There were a handful of historical inaccuracies such a "pig"-style Royal Ulster Constabulary vehicle which never existed and reference to an Ulster army regiment that was defunct by the year that the drama was set. I would perhaps also question the scale of bricked-up and abandoned buildings that would have been in existence at such an early stage of the conflict though the threatening chill of the silent Seventies Belfast night was captured to perfection. Likewise for the muddied morality of political violence and the labyrinthine security stratagems surrounding the Troubles.
October also saw the end of the re-run of the late Stewart Parker's acclaimed Pentecost at the Lyric Theatre in Belfast - arguably one of the greatest works in Irish theatre and set forty years ago exactly during the Ulster Workers Council strike of 1974. It focuses on the interplay of five lost souls - four metaphorical and one literal - in the last remaining house in a terraced street long given up to urban decay, interface violence and population flight. Incidentally Parker's collection of rock album reviews for The Irish Times between 1970 and 1976 as compiled as High Pop are certainly worth investigation as well.
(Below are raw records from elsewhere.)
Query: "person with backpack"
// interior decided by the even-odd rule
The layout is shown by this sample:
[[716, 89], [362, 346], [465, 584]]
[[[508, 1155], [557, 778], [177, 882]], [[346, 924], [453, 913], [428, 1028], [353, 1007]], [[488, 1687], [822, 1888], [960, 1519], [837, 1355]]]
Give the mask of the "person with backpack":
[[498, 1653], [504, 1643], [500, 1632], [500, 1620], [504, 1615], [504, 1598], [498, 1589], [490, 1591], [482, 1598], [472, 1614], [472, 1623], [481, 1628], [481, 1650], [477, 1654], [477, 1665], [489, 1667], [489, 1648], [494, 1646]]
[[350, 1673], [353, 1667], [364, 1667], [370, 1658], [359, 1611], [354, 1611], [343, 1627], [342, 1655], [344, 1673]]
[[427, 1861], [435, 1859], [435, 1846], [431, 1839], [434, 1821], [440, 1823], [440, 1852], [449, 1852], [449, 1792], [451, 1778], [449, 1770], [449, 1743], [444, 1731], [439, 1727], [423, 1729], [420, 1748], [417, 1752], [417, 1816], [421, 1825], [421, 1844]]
I have also recently finally got around to reading The Last Ditch - an entertaining 1982 thriller written by former Ulster Unionist politician Roy Bradford. It looks at the political fallout surrounding the Westminster withdrawal of security powers from a Northern Ireland government with some barely disguised portraits of Vanguard leader William Craig, the Reverend Ian Paisley and the last Northern Ireland Prime Minister Brian Faulkner. Bradford was a Stormont MP himself in an East Belfast constituency, served as Minister of Commerce and Minister of Development and also was a member of the 1973 Northern Ireland Assembly - he was a member of the power-sharing Executive itself in charge of the Department of the Environment. A graduate of Trinity College Dublin he worked in Army Intelligence in France and Germany during the Second World War. At one point he co-owned a Covent Garden restaurant in London with film director John Schlesinger and co-wrote a biography of SAS legend Blair Mayne with the writer Martin Dillon. He died in 1998 some months after the signing of the Good Friday Agreement.
The most famous literary portrayal of the Troubles still remains Gerald Seymour's Harry's Game which was published in 1975 and made into a highly successful ITV television drama in the early Eighties starring Ray Lonnen who died during the summer. This story was about an undercover British army officer sent into Belfast to find information on a leading IRA gunman. Of the vast sweep of other fiction on the conflict four particularly stand out in my opinion - Maurice Leitch's Whitbread Prize winning Silver's City from 1981 about a veteran loyalist paramilitary commander sprung from imprisonment, Brian Moore's 1990 Lies of Silence about an IRA assassination attempt on leading Protestant militants, Eoin McNamee's 1994 Resurrection Man which was based on the Shankill Butcher killings of the mid-Seventies and Glenn Patterson's incredibly moving The International from 1999 on the daily life of a central Belfast hotel soon to be touched personally by the mounting waves of civil disorder and terrorist violence.
All reflections of desperate times, grotesque political miscalculation, undiluted hatred, wasted years and a wrong war.